言うが早いか顔を知っている狐たちがどんどん出てきて、栞からいちごをもらって影に戻って行っている。

隅っこに煌輝がいたので手招きすると、トコトコとこちらに来て、「僕は何もしていないのでもらえません」と言って下を向いている。

「良いのよ?みんなで分けて食べましょう?それに、ちゃんと那智様の後ろで戦ったって聞いたわ」と頭を撫でている。それに那智が気づいたのか、「煌輝、貰っておけ。お前も頑張った」と言うと、やはり嬉しかったのか表情が明るくなる。

その一方で不機嫌になるのが一匹……

「ひーたんの、少ない!」

「まだ沢山あるのよ?」

「やっ!」

「ほら、みんな五つずつだったでしょう?翡翠ちゃんのはもっと多いのよ?」

「むむーぅ」

「翡翠ちゃん、みんなより多くてよかったね」と航平が言うと、「あいっ!」と手を挙げてすぐにご機嫌になる。

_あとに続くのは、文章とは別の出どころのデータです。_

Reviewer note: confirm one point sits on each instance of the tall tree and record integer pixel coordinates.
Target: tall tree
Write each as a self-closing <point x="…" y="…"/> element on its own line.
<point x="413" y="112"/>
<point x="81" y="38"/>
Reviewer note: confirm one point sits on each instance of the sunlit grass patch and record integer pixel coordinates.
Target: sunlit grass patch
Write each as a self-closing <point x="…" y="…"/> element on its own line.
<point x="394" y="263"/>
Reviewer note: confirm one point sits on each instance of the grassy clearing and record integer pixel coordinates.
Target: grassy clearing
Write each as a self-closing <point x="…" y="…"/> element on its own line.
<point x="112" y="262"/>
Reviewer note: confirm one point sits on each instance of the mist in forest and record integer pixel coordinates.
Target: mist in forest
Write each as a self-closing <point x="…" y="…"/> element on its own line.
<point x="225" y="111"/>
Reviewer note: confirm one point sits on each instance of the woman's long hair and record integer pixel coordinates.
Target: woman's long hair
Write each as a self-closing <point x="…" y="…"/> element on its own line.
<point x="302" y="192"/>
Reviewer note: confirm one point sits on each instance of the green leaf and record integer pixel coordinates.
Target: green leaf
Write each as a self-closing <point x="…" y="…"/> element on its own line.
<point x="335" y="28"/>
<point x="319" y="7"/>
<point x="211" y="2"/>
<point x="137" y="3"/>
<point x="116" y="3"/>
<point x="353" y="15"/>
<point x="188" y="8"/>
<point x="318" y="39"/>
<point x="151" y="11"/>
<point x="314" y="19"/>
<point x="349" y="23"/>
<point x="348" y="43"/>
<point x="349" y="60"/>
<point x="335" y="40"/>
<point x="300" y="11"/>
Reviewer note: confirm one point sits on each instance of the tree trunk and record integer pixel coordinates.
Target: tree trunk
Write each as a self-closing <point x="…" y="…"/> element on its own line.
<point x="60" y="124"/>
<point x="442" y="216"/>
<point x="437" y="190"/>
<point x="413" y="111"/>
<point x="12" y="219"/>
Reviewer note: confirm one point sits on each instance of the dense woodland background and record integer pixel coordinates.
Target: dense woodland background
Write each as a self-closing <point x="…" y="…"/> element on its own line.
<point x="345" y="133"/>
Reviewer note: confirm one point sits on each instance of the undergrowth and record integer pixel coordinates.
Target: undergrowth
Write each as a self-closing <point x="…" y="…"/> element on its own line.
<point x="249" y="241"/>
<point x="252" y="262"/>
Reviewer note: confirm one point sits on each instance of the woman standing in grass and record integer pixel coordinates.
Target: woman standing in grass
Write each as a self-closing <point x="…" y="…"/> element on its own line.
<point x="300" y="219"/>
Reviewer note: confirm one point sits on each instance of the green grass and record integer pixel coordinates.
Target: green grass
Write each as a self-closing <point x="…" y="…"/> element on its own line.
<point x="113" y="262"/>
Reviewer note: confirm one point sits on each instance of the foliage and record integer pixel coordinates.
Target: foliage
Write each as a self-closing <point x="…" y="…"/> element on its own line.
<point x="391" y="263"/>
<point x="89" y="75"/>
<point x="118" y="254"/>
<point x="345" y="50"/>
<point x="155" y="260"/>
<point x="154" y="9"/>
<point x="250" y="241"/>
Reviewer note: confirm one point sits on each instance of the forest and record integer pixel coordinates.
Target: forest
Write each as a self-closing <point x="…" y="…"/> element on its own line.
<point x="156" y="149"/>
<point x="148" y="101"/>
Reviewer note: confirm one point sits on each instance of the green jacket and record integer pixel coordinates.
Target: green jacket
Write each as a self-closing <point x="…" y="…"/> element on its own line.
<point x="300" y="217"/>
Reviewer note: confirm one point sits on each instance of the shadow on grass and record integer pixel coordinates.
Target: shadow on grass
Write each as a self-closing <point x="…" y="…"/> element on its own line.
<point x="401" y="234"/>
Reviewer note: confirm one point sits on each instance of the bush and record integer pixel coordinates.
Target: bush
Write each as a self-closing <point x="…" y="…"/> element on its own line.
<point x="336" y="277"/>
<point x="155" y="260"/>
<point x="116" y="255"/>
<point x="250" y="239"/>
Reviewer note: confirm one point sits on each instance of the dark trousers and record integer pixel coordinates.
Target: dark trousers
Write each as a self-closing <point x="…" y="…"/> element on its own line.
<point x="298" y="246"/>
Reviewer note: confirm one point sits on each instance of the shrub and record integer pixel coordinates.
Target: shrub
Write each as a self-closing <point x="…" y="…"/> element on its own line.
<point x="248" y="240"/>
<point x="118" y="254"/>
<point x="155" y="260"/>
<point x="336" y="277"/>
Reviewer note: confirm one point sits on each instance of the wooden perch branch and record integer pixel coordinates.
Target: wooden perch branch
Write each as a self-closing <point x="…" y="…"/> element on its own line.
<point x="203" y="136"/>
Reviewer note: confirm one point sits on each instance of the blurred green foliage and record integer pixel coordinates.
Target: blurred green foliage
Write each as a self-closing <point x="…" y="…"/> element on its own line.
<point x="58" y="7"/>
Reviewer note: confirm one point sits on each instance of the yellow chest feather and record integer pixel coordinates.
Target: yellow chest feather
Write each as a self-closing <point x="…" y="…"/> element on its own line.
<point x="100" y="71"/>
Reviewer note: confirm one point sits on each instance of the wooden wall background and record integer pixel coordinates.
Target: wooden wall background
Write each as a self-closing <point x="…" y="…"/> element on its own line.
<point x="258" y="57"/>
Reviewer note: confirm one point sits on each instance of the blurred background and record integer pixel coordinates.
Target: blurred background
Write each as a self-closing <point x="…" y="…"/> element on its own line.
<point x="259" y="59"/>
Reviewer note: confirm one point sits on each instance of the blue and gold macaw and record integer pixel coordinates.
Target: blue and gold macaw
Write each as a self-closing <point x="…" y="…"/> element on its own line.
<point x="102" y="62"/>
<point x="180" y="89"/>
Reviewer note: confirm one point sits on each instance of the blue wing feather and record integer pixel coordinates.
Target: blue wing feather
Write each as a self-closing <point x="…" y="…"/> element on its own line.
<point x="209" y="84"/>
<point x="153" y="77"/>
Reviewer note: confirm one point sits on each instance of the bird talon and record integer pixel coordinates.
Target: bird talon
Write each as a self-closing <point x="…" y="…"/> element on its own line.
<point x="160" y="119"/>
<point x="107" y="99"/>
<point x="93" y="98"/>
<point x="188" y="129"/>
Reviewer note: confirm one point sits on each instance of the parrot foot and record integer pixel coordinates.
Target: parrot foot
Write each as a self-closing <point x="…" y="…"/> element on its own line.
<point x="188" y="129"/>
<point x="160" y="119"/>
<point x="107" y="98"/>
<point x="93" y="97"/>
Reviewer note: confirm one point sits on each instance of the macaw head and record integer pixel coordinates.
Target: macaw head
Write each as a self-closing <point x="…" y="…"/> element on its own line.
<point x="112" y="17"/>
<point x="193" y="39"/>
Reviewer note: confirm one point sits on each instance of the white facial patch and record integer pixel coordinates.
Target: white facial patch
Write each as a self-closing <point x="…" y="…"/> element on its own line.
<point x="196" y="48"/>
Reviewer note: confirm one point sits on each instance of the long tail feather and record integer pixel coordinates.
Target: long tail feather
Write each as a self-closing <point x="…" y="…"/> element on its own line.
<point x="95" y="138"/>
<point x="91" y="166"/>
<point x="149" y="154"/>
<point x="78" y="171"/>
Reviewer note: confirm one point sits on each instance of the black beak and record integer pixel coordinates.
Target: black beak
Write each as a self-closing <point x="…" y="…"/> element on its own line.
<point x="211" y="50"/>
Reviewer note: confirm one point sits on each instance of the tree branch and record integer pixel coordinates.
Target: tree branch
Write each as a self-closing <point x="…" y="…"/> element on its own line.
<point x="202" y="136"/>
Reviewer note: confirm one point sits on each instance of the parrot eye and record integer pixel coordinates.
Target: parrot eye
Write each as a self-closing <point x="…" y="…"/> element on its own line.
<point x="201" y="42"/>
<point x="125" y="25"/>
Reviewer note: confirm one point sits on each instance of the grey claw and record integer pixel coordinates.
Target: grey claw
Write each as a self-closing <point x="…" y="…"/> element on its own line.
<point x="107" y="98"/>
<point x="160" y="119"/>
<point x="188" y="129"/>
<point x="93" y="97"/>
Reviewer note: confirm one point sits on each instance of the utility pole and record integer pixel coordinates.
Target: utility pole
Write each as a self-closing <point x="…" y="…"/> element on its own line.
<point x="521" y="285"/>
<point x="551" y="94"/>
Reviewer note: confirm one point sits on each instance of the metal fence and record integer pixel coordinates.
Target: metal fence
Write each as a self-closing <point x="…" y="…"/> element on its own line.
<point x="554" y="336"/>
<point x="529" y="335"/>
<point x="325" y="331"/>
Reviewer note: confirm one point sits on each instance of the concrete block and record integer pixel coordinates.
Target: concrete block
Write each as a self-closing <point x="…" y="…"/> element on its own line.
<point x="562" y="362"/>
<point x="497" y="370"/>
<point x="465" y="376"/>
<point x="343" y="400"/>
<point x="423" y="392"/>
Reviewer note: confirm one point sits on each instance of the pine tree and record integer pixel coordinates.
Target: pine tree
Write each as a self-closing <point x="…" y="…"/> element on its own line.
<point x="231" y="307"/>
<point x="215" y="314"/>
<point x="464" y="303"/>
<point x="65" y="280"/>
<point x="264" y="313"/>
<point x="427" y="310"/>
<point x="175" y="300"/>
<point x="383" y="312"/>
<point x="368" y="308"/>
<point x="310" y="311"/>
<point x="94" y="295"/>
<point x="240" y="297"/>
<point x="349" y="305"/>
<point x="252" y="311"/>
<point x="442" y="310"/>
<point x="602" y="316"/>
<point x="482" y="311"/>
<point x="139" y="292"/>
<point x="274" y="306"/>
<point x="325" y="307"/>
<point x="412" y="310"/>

「何だろう?僕のいうこと聞いてくれないのに……最近膝にも来てくれないし」

「反抗期かしら?」

「あー、あるある。チビは拗ねるんだよ。うちの狐たちもあった!」

「そうなの?」

「誰かが面倒見てたんだけどさ、雪翔の狐はみんなチビだろ?だから、航平が兄ちゃんに見えるんじゃないか?」

そんなものなのかな?と他の料理も小皿にとって、二人に説明しながら食事を進めていくと、那智が気分が良くなったのか紫狐を呼びつけ、何やらヒソヒソと話をしている。

「しーちゃんなんだったの?」

「金と銀はまだ寝てますよね?」

「うん。感じからするとそう見たい」

「だったら、煌輝君、ひーちゃんはちょっとこっちに来てください。那智様がお呼びですのでー」と言いながら、部屋の外に出ていく。